The company should keep invoices, payment proof, asset registers and disposal records together. If the asset is not used for business, the claim should be reviewed carefully before filing.
Related party transactions need careful handling because they can affect taxable profit. Management fees, royalty charges, interest, shared service fees and director-linked transactions should have clear commercial support.
IRBM’s audit framework lists significant controlled transactions with related companies as one example that may form the basis for audit case selection.
This does not mean every related party transaction is a problem. The issue starts when pricing, invoices, agreements and business purpose are not clear.

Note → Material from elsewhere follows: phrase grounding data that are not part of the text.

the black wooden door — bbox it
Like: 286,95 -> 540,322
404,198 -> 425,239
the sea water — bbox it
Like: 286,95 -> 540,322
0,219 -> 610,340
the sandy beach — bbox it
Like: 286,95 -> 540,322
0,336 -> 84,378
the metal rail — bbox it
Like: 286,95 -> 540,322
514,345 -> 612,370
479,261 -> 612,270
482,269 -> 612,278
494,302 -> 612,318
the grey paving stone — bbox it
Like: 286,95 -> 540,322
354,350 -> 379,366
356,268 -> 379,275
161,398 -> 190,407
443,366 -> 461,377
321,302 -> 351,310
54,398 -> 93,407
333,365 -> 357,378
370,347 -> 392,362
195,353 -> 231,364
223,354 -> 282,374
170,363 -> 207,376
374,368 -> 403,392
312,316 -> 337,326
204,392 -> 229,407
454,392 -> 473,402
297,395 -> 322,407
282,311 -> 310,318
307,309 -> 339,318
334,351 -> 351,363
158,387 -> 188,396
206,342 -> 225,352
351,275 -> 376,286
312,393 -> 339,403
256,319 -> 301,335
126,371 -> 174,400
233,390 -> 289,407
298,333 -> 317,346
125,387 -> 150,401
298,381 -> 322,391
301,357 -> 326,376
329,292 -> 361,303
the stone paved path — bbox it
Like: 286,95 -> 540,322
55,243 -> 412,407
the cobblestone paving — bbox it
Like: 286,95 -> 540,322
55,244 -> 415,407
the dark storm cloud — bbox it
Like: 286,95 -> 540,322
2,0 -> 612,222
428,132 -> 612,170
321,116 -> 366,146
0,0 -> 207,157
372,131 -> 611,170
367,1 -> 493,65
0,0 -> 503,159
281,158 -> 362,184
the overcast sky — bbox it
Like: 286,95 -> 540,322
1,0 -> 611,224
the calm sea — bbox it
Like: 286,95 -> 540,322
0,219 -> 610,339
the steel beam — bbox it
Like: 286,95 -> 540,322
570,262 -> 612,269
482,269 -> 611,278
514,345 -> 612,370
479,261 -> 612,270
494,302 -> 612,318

A Sdn Bhd may apply the wrong tax rate category when it does not check the paid-up ordinary share capital, gross business income and related conditions. LHDN’s company tax rate page lists reduced tier rates for companies with paid-up capital not more than RM2.5 million and gross business income not more than RM50 million for YA 2023 to YA 2024.
This should not be copied blindly into every filing. The team should check the current year rules, shareholding conditions and group structure before using any reduced rate position.

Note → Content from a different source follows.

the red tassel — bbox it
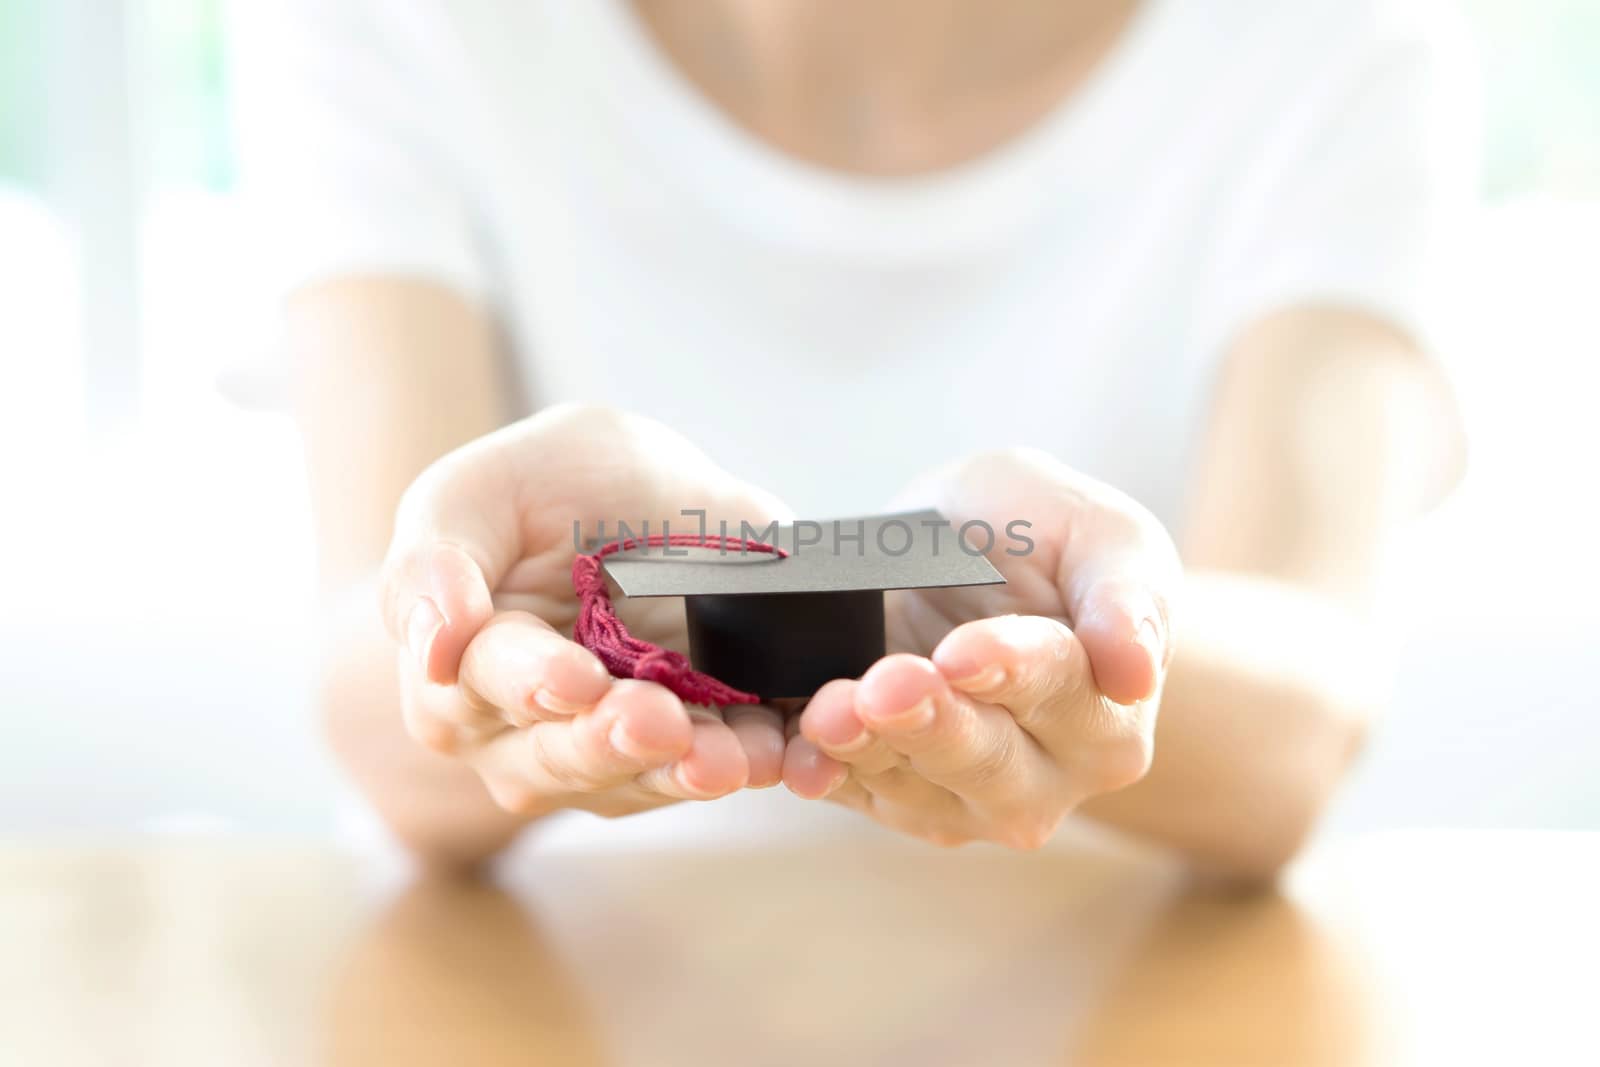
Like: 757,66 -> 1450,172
571,533 -> 787,707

Form C includes sections for statutory income linked to sources outside Malaysia that are received in Malaysia. The sample Form C also includes details such as country code, gross income, foreign tax charged and statutory income for relevant overseas receipts.
This area can be missed when a company has foreign customers, overseas platforms, regional service income, dividends, royalties or interest. The tax team should review bank credits and revenue contracts before finalizing Form C.

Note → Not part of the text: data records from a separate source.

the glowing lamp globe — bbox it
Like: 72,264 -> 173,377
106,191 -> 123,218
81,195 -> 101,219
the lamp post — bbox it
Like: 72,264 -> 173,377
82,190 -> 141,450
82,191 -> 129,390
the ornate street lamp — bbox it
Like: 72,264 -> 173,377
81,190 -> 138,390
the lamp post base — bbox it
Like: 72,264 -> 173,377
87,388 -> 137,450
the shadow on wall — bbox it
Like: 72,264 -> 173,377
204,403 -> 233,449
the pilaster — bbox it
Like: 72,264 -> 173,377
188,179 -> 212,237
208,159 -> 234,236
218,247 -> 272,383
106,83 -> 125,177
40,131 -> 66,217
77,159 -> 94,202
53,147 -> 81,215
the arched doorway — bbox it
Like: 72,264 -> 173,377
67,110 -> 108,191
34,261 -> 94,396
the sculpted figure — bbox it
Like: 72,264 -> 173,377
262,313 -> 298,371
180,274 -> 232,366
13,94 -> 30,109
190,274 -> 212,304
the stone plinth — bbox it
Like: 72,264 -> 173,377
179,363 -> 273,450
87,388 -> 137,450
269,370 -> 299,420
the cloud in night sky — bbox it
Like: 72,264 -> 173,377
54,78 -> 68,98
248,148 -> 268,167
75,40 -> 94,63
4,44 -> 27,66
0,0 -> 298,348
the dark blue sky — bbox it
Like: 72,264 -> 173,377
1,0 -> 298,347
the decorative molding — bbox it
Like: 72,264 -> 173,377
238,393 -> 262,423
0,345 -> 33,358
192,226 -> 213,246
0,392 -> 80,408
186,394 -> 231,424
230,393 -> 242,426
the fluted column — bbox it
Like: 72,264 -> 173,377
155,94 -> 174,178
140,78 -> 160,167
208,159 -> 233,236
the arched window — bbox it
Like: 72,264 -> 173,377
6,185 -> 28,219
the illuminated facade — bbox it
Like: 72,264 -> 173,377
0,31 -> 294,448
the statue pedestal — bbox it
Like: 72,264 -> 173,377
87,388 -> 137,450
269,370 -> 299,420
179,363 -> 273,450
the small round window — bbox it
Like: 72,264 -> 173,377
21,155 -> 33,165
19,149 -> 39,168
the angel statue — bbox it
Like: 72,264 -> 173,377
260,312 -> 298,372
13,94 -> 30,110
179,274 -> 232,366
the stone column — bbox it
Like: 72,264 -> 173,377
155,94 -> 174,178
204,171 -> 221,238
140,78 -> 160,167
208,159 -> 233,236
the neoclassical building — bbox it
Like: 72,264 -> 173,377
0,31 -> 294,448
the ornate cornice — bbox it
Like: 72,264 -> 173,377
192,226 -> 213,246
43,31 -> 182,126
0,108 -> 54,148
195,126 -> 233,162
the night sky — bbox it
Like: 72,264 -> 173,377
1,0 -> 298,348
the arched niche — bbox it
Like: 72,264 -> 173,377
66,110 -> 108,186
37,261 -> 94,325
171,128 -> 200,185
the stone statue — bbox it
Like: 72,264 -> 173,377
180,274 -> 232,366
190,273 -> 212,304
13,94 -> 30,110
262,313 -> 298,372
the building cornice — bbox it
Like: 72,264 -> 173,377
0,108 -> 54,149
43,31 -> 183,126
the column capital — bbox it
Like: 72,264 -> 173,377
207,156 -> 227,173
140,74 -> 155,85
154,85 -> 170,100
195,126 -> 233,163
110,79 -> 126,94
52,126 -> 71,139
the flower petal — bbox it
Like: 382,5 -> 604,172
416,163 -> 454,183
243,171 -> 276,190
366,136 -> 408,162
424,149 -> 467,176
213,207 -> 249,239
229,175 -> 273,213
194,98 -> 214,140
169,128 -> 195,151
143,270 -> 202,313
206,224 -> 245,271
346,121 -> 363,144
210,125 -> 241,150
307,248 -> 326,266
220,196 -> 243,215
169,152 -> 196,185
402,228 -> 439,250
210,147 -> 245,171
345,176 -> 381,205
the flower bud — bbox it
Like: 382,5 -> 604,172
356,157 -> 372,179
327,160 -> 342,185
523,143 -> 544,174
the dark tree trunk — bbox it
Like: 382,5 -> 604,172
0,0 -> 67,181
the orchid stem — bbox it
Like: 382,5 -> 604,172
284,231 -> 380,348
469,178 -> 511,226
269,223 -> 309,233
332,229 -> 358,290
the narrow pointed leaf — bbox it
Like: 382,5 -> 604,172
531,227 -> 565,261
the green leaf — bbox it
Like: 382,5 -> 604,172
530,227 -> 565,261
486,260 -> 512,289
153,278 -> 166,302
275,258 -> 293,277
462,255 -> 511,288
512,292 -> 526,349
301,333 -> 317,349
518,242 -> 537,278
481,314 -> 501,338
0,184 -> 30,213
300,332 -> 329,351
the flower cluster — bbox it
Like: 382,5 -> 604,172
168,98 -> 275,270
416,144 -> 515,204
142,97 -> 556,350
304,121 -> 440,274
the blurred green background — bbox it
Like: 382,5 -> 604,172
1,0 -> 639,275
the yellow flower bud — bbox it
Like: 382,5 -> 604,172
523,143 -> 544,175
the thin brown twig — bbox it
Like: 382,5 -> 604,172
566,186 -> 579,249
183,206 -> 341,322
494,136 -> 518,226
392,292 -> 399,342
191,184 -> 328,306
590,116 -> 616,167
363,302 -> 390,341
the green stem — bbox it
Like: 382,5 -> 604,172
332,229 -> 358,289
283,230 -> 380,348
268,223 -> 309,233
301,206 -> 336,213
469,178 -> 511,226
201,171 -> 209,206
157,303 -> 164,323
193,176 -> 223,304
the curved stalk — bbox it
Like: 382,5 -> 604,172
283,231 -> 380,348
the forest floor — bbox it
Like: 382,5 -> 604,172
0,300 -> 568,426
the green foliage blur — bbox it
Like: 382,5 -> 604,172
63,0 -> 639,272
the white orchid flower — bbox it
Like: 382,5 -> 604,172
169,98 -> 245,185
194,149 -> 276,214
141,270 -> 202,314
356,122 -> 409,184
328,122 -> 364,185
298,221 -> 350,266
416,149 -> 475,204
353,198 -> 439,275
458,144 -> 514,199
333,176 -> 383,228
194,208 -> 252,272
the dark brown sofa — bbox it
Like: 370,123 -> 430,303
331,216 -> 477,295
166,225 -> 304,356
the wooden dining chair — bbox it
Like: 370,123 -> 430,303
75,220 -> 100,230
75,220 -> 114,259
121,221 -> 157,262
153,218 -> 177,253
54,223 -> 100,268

Tax adjustment mistakes Sdn Bhd teams make often include poor CP204 reconciliation. A new company must submit e-CP204 within 3 months after business starts, and installments begin in the sixth month of the “basis” period.
The final Form C should compare estimated tax, revised estimates, installments paid, and balance tax payable. If this file is weak, the payment side may not support the tax computation.
Form C is no longer a standalone year-end task. The Section 82B document pack matters because financial statements, tax computation, capital allowance schedules, and incentive computations may need electronic submission through MITRS after the return deadline.
A good tax file should include the return, tax computation, audited accounts, schedules, payment proof and management approvals. This makes a future LHDN review easier to handle.
The final mistake is waiting until the filing week to involve the auditor or tax agent. By that time, the accounts may be closed, schedules may be incomplete and staff may struggle to explain old transactions.
Form C includes a declaration that the return contains true, correct and complete information. It also identifies if the return is prepared using audited financial statements, unaudited financial statements or a liquidator’s account where relevant.
A clean Form C file is not only about filing on time. It is about matching numbers, proving claims, and keeping every adjustment easy to explain. LHDN reviews are easier to manage when the tax file is built during the year. Arnifi’s expert team helps companies prepare cleaner tax records, filing checks and long-term compliance workflows.
Form C is the company income tax return for a Malaysian company. It is filed under Section 77A of the Income Tax Act 1967 and must reflect true, correct and complete company tax details.
Common triggers include revenue mismatch, unsupported deductions, weak capital allowance schedules, related party gaps, poor tax computation and missing documents. IRBM may select audit cases using tax risk criteria, information received and industry issues.
The Section 113 incorrect return penalty may apply when a taxpayer omits or understates income, or gives incorrect information that affects tax liability. The listed penalty is RM1,000 to RM10,000 and 200% of tax undercharged.
A Sdn Bhd should reconcile accounts early, review disallowed expenses, support capital allowance claims, check related party transactions and prepare MITRS documents before filing. This makes Form C review easier and reduces avoidable tax adjustment risk.